Another option is to get 2 cards. It compromises simplicity, but, it wouldn’t be too bad to get the Amazon card, hook it up to your Amazon account (and try to remember to use it for the occassional Whole Foods trip), and carry around the Citi Double Cash for everything else. We (embarrassingly?) spent $4k at Amazon last year and on pace for at least that this year. Increasing that spending from 2% to 5% cash back would mean a difference of $120+. I’m still considering it, but, think I might apply for this card too.

Why it’s better than a travel rewards card

The great thing about a travel rewards card is, with a little bit of luck, you can save big bucks on a flight or hotel stay by using points. 

Typically a miles card pays 1 mile per $1 spent and charges 25k miles for a domestic roundtrip flight — if the flight is over $500, you’re getting more than 2% cash back there. However, more likely those expensive flights will be higher miles to redeem and/or the $500 you could’ve got in cash back on that $25k spend would pay for most domestic flights with room to spare, plus you’re not locked to a single airline. 

With the Starwood card, “luck” with high quality hotel redemptions was more frequent. And, you could even trade 20k SPG points for 25k miles at an array of airlines — instantly making it better than any miles card, and points for gift cards at a 1% “cash” back rate, which was a nice fallback option. But it’s gone; oh well. Programs from Marriott, and Hilton just don’t live up — the value’s not there.
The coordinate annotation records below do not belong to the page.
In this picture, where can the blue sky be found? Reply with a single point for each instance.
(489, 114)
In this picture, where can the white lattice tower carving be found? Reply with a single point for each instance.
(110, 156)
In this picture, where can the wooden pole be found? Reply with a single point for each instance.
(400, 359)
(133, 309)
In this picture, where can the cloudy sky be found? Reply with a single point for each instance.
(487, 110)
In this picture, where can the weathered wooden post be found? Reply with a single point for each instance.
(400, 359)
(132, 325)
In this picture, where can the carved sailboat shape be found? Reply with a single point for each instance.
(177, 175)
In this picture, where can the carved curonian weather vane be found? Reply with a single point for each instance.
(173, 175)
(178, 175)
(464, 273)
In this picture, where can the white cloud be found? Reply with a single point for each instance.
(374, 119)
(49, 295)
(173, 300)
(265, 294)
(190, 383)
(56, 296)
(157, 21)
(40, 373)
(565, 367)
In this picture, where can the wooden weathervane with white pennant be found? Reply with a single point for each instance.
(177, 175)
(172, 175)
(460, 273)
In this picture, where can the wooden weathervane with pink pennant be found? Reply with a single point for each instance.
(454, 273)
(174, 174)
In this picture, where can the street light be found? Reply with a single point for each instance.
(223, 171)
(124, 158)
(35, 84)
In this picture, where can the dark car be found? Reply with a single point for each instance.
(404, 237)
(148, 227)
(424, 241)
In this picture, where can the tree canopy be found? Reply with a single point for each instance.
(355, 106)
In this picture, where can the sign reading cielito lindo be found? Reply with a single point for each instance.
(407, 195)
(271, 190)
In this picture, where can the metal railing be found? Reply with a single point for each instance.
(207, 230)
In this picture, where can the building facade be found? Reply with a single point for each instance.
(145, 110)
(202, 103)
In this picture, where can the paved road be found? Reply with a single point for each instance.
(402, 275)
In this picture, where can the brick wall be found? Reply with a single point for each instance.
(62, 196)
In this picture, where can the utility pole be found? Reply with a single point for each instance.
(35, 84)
That leaves general purpose travel programs. The best of these is Chase Ultimate Rewards. With their best card (Chase Sapphire Reserve), you get 3x points on dining and travel and 1x points elsewhere. It has a $150 net annual fee (annual fee is $450 but first $300 of travel is reimbursed). If you book travel through their portal (kind of like their own version of Kayak), you get a 50% bonus on your points, making 1 point worth $1.50. You also get access to super fancy lounges at airports across the world (meh), and it comes with a great signup bonus, worth $750 in travel. That is nice, but, I think of a credit card as a decade long decision and don’t like to play the signup bonus game.

Overall, the rewards are good, but they still dont stack up to the boring old 2% card. The best you’re doing is 1.5% “cash back equivalent” on everyday purchases and 4.5% on dining and travel, and even if that didn’t come with the restriction of having to use their travel booking portal, we know from our analysis above that it isn’t likely to beat out “2% everywhere.” If you do travel a ton, and would enjoy fancy airport lounge access, this is a card to consider. But not for most of us.

Price protection, purchase protect, and extended warranty

Credit cards also have 3 under appreciated features. Some will refund price drops within 60 days of your purchase, some will repair or replace damaged items within 90 days of purchase, and some extend warranty coverage on certain purchases. Honestly, I don’t trust that I’d be diligent enough to take advantage of these, so they don’t factor into my decision. American Express by far does the best here, having all 3 features. Visa Signature cards do well too. The Citi Double Cash does have price protection (but not the other 2 features), and, apparently it’s automatic if they detect a price drop.

Summary

So long, Starwood Amex, hello Citi Double Cash. And I think Amazon Prime Visa Signature, as well. It has been nice to not have to dip into cash for big travel purchases — if I can avoid eyerolling at my own suggestion, I think we might funnel this cash back money into a separate account, and use that as our primary travel budget.